A partir desses subsídios a Câmara Técnica da Mata Atlântica, que é composta por representantes do Ministério do Meio Ambiente, IBAMA, Governos da Bahia, Paraná e São Paulo e representantes das ONGs do Nordeste e do Sudeste, vai elaborar uma nova Proposta de Resolução, que será submetida ao Plenário do CONAMA, em reunião a ser realizada em 3 de dezembro próximo.

Entre os 19 artigos da Proposta de Resolução, a discussão está sendo polarizada. Os ambientalistas colocam que além do mangue, onde existe unanimidade para sua conservação total, também deveria incluir-se as áreas de apicum, salgados e outras áreas adjacentes, uma vez que estas pertencem ao ecossistema de manguezais. Ou seja, a discussão não é no sentido de tornar a atividade mais sustentável, mas impedir que a atividade se desenvolva. Os ambientalistas baseiam-se em vários diplomas legais, sendo o principal, o estabelecido no artigo 225 da Constituição de 1988 – “Todos têm direito ao meio ambiente ecologicamente equilibrado, bem de uso comum do povo e essencial à sadia qualidade de vida, impondo-se ao poder público e à coletividade o dever de defendê-lo e preservá-lo para as presentes e futuras gerações”. Entretanto, a Constituição, também no seu artigo 170, menciona “A ordem econômica, fundada na valoração do trabalho humano e na livre iniciativa, tem por fim assegurar a todos existência digna, conforme os ditames da justiça social, observados os seguintes princípios: soberania nacional; propriedade privada; função social da propriedade; livre concorrência; defesa do consumidor; defesa do meio ambiente; redução das desigualdades sociais; busca de pleno emprego e tratamento favorecido para as empresas de pequeno porte”.

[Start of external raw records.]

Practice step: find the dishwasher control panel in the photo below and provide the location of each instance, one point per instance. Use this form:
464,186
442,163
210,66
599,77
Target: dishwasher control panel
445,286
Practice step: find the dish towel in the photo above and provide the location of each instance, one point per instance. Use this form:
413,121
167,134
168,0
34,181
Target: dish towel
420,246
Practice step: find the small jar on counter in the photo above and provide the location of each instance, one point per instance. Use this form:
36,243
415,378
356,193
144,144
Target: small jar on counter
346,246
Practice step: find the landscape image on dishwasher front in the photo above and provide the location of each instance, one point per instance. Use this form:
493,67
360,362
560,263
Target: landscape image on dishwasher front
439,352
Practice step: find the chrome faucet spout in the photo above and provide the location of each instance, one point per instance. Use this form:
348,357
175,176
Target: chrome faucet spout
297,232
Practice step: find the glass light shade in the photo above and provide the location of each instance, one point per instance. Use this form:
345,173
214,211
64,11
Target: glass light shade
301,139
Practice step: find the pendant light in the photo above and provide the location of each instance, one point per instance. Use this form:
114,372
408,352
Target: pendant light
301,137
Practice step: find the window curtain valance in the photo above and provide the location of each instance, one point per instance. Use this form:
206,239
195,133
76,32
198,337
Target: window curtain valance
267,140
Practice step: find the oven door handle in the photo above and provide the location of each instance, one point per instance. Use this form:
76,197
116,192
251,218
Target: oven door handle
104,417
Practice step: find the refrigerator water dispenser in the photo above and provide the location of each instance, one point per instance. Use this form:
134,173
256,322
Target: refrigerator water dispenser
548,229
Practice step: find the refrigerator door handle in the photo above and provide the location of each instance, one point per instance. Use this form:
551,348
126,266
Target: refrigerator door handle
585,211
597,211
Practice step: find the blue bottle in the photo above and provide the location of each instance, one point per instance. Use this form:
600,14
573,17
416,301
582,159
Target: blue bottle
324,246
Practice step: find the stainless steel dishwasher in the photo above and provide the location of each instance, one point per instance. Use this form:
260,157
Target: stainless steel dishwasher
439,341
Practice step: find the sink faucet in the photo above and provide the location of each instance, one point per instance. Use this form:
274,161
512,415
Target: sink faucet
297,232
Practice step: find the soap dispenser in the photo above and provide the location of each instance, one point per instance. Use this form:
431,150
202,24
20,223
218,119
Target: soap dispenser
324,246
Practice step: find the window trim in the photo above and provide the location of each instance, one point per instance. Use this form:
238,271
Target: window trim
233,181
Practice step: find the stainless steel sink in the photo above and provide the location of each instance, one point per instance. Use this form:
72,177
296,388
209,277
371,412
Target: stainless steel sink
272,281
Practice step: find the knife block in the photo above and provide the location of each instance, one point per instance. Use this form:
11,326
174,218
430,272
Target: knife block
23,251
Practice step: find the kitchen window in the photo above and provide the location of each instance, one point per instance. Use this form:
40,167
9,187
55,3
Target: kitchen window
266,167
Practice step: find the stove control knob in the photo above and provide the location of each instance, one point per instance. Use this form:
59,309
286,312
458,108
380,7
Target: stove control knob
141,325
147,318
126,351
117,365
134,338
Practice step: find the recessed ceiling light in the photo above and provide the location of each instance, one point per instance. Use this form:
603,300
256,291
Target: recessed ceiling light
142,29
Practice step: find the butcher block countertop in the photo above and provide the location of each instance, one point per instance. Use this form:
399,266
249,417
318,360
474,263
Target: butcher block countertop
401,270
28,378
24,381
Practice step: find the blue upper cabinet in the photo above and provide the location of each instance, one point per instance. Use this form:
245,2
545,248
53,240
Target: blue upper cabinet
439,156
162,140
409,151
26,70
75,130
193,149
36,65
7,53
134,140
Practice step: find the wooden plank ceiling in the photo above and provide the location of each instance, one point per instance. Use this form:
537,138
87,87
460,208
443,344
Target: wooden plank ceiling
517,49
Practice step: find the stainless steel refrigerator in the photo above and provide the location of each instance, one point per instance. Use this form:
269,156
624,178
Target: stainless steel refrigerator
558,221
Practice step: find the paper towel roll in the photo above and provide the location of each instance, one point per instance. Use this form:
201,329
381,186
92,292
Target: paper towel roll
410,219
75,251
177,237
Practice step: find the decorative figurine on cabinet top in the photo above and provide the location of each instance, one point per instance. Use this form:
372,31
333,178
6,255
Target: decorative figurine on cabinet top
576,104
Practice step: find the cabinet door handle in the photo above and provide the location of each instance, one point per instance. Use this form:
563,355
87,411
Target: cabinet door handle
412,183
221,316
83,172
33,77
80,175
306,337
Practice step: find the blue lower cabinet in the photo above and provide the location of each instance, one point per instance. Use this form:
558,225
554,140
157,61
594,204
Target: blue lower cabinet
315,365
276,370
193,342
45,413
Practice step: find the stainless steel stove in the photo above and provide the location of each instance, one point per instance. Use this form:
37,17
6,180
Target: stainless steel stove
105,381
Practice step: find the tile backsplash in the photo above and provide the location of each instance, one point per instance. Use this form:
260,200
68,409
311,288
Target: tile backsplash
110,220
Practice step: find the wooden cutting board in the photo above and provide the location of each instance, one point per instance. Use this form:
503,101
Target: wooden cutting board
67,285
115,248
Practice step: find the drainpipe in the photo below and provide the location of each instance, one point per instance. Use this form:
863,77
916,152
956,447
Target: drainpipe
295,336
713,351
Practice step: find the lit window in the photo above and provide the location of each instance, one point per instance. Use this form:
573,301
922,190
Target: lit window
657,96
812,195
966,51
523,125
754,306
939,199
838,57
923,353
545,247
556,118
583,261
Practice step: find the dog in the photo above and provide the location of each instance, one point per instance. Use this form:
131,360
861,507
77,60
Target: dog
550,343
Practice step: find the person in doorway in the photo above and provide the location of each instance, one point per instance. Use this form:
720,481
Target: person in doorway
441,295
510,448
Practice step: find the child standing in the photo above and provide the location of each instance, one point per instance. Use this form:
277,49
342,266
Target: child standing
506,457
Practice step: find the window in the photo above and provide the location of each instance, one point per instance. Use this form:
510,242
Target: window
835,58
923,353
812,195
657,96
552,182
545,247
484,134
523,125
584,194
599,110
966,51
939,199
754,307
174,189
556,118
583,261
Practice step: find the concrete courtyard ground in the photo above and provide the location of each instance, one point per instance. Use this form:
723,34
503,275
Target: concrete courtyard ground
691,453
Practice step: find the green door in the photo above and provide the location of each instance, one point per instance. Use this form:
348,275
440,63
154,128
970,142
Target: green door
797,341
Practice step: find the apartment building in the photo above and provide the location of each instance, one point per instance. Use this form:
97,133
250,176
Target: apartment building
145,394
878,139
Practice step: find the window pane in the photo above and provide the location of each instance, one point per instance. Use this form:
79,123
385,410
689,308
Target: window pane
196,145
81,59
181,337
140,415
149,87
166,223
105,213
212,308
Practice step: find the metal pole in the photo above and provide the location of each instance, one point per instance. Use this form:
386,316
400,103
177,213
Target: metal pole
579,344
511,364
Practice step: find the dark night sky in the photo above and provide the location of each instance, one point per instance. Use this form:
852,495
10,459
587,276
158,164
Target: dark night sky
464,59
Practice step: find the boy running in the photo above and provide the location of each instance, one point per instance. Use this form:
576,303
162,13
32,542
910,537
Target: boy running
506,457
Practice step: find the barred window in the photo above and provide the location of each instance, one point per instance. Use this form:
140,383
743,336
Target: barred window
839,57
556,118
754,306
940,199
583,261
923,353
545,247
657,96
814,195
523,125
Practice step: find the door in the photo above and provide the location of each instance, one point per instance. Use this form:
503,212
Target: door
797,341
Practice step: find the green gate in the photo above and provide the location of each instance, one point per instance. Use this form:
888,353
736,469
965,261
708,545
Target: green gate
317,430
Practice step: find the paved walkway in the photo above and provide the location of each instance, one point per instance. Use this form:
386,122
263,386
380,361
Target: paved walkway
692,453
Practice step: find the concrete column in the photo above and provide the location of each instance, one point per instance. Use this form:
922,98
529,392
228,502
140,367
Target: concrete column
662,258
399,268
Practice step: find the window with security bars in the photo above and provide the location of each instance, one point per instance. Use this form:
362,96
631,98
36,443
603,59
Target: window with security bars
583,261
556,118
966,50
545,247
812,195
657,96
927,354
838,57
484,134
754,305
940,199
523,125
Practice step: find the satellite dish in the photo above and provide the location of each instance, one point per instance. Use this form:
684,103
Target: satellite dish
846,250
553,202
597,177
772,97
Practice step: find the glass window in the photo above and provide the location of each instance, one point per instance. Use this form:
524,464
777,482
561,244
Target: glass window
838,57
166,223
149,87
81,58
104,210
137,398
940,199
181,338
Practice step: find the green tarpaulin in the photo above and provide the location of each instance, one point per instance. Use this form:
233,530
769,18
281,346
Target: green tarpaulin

A Lei Nº 6.938, de 31 de agosto de 1981, que dispõe sobre a Política Nacional de Meio Ambiente, menciona no seu artigo 4º item I “A Política Nacional de Meio Ambiente visará à compatibilidade do desenvolvimento econômico social com a preservação da qualidade do meio ambiente e do equilíbrio ecológico”. Ou seja, objetiva o desenvolvimento sustentável.

Como não existe nenhum diploma legal, que explicitamente considere as áreas de apicum e salgados como áreas de preservação permanente, o seu uso para a carcinicultura marinha é legal e não poderia ser diferente, uma vez que tanto os órgãos ambientais federal e estaduais, vem licenciando há anos esta atividade.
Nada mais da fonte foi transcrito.